VS: O maior desafio é o de financiamento porque como são temáticas que não estão no mainstream, a gente não tem… Por exemplo: fazer projeto pra TV. Eu não tenho um monte de TV onde eu possa colocar esse conteúdo. Se for projeto pra internet, como é que financia esse projeto? Então o maior desafio é o de encontrar parceiros, pessoas pra trabalhar em conjunto, pra desenvolver o conteúdo. Pessoas pra falar e com conteúdo, com pesquisas relevantes ou com vivências interessantes a gente encontra muito, é um universo muito rico. Agora, onde vai exibir esse conteúdo é um pouco mais restrito, sem dúvidas.
MS- Vocês utilizam o jornalismo e o audiovisual como ferramentas para difundir informação e causar engajamento sobre determinado assunto, especialmente no que concerne ao protagonismo feminino. De que maneira é sentido que o objetivo está sendo alcançado? Há retorno sobre esse encorajamento?
VS: O feedback é sempre muito positivo e muito agradecido. As pessoas vem com uma resposta muito de: “Putz, obrigada”. E não só as pessoas que assistem, as pessoas que falam também, de estar jogando holofote.[…] Os dois lados, o retorno é sempre muito bacana. Por isso que a gente continua. Às vezes você joga o holofote sobre algo que não tava sendo falado e aí, pensando nesses projetos mais discentes, tem momentos maravilhosos.
A Conceição Evaristo me contando que a mãe dela começou a ler e a escrever mais depois de ver os cadernos da Carolina de Jesus. […] E aí, você vê que a pessoas ficam emocionadas de contar essas histórias e o retorno de quem assiste é mais ou menos esse. O episódio Primeiras Letras tem uma relação muito forte das escritoras com suas mães e os familiares e tal. Então todo mundo que vê, mesmo que não seja do mundo da escrita, fala que fica emocionado, que relembrou alguma coisa que viveu. Em geral, tem isso.
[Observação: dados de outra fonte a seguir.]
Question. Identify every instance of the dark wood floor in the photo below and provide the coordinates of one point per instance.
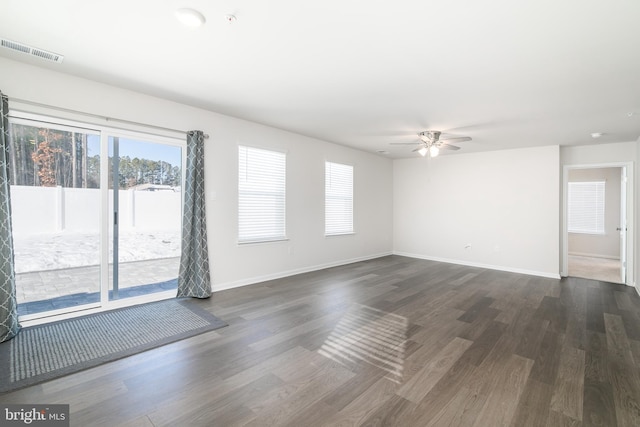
(388, 342)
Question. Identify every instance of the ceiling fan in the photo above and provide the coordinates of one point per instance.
(431, 142)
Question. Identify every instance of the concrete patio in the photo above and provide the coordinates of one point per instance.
(54, 289)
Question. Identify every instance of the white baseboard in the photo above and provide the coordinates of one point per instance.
(481, 265)
(259, 279)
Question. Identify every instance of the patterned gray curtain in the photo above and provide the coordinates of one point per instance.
(194, 279)
(9, 326)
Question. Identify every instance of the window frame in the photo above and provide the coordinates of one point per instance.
(579, 222)
(332, 228)
(279, 207)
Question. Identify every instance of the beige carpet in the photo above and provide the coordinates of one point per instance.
(603, 269)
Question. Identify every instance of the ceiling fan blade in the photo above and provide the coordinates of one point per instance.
(456, 139)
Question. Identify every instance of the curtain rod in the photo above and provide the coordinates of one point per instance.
(97, 116)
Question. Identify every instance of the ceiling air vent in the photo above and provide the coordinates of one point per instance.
(33, 51)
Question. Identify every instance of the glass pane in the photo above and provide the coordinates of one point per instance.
(149, 216)
(55, 199)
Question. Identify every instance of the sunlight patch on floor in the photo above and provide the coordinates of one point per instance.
(366, 334)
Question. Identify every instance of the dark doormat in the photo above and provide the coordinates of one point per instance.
(44, 352)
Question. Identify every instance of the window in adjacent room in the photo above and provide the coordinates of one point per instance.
(586, 207)
(338, 199)
(261, 195)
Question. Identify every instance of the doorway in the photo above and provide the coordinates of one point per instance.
(96, 216)
(597, 222)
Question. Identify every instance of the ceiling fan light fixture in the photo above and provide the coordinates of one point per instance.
(190, 17)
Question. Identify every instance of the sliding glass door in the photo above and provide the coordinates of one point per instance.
(55, 204)
(96, 216)
(145, 201)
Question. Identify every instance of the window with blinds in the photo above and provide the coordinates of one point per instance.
(261, 195)
(338, 199)
(586, 207)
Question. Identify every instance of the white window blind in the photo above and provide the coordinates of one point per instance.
(261, 195)
(586, 207)
(338, 199)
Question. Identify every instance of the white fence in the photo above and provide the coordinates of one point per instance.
(38, 210)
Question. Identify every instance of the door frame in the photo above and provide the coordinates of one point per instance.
(630, 214)
(105, 131)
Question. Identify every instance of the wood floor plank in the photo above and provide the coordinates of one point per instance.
(599, 406)
(423, 381)
(502, 400)
(623, 374)
(365, 405)
(568, 390)
(533, 405)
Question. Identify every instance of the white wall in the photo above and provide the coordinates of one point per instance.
(607, 155)
(605, 245)
(235, 264)
(495, 209)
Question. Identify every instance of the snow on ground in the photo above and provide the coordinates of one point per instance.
(62, 250)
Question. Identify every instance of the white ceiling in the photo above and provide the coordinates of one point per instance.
(364, 73)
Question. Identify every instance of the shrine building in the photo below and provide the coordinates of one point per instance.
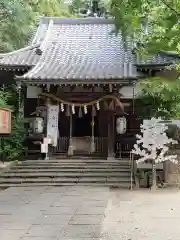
(84, 68)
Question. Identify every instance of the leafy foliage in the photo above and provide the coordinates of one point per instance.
(161, 97)
(18, 17)
(11, 146)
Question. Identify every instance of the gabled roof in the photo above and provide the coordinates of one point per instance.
(79, 49)
(161, 58)
(25, 57)
(74, 50)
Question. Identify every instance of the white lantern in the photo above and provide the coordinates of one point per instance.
(121, 125)
(38, 125)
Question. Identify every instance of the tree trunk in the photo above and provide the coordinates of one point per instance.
(154, 184)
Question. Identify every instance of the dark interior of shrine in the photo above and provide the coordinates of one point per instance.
(82, 126)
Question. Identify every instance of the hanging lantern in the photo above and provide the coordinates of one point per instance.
(73, 109)
(38, 125)
(121, 125)
(98, 106)
(62, 107)
(80, 112)
(85, 109)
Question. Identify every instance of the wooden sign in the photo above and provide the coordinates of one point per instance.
(5, 121)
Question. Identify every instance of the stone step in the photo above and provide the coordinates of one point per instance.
(63, 174)
(72, 170)
(75, 160)
(63, 180)
(110, 185)
(74, 164)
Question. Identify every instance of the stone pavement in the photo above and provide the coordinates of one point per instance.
(89, 213)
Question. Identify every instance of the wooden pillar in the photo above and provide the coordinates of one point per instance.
(111, 135)
(20, 90)
(70, 149)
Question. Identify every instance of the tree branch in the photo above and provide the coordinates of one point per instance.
(172, 9)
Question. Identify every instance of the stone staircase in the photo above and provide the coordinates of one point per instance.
(63, 172)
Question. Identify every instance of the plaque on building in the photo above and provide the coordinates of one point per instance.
(5, 121)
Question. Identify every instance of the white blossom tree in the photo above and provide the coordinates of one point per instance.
(153, 144)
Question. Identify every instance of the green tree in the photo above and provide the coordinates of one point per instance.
(16, 18)
(154, 23)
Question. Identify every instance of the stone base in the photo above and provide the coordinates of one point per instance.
(110, 158)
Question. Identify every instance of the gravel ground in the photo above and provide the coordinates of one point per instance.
(76, 213)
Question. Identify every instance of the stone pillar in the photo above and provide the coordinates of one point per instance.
(111, 136)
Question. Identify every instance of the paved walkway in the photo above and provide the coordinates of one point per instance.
(76, 213)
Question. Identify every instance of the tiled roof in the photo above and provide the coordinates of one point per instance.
(24, 57)
(158, 59)
(78, 49)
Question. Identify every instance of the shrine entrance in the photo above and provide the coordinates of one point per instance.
(82, 126)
A gente entrevistou uma quebradeira de coco babaçu do interior do Norte, que é uma mulher super interessante, que tem muito a compartilhar e com uma vivência muito diferente da minha, mas que não é uma pessoa que está sendo entrevistada todo dia. E é uma peça que gera muito engajamento por conta disso. […] É inspirador você ver essas mulheres, essa multiplicidade e como elas são, de fato, mulheres de luta. Então ali, no dia a dia, são mulheres que lutam com alegria, que inspiram, que me inspiram. O retorno geral é esse, as pessoas ficam bastante tocadas e é só retorno positivo.
MS – Quais os desafios futuros?
VS: Começar a fazer eventos, cursos, outras coisas relacionadas a esse mundo pro digital. O primeiro evento será dia 13 agora, Empoderando Meninas Através da Literatura. Um outro desafio, a gente tá fazendo um livro chamado Cinema das Mulheres, baseado no documentário. […] Foi uma pesquisa extensa, assim, uns três anos. Conversei com muita gente, vi muito filme, entrevistei muita gente. O Cinema das Mulheres é a história do cinema brasileiro com as protagonistas femininas. Então fala sobre a Carmem Santos, a Gilda de Abreu, que são lá do início do cinema até mulheres mais contemporâneas, como Carla Camurati, […] Lucy Barreto, que é a maior produtora do Brasil. É um documentário que vai estrear agora em novembro no PrimeBox Brasil.
Fiz um sobre moda pra mulheres gordas que se chama Moda Sem Medidas, que também está previsto pra estrear em novembro no Fashion TV. São três influenciadoras digitais […] que falam sobre infância, alimentação, gosto pela moda. Eu sempre tento, nas obras, trazer o caráter humano das pessoas. É sempre histórias de mulheres, entendeu?
[…] Tô finalizando um documentário chamado Casa Mãe, que é sobre… Eu comecei a fazer pensando em menores infratores, mas, na verdade, no caminho, eu percebi que as mães deles eram o que me interessava mais. Então é sobre as mães dos adolescentes em conflito com a lei. Eu conversei com várias mães. […] Elas não cometeram crime nenhum, essas mulheres. E elas ficam horas na fila pra conseguir ver seu filho, não são bem tratadas. […] Então são esses três desafios, assim.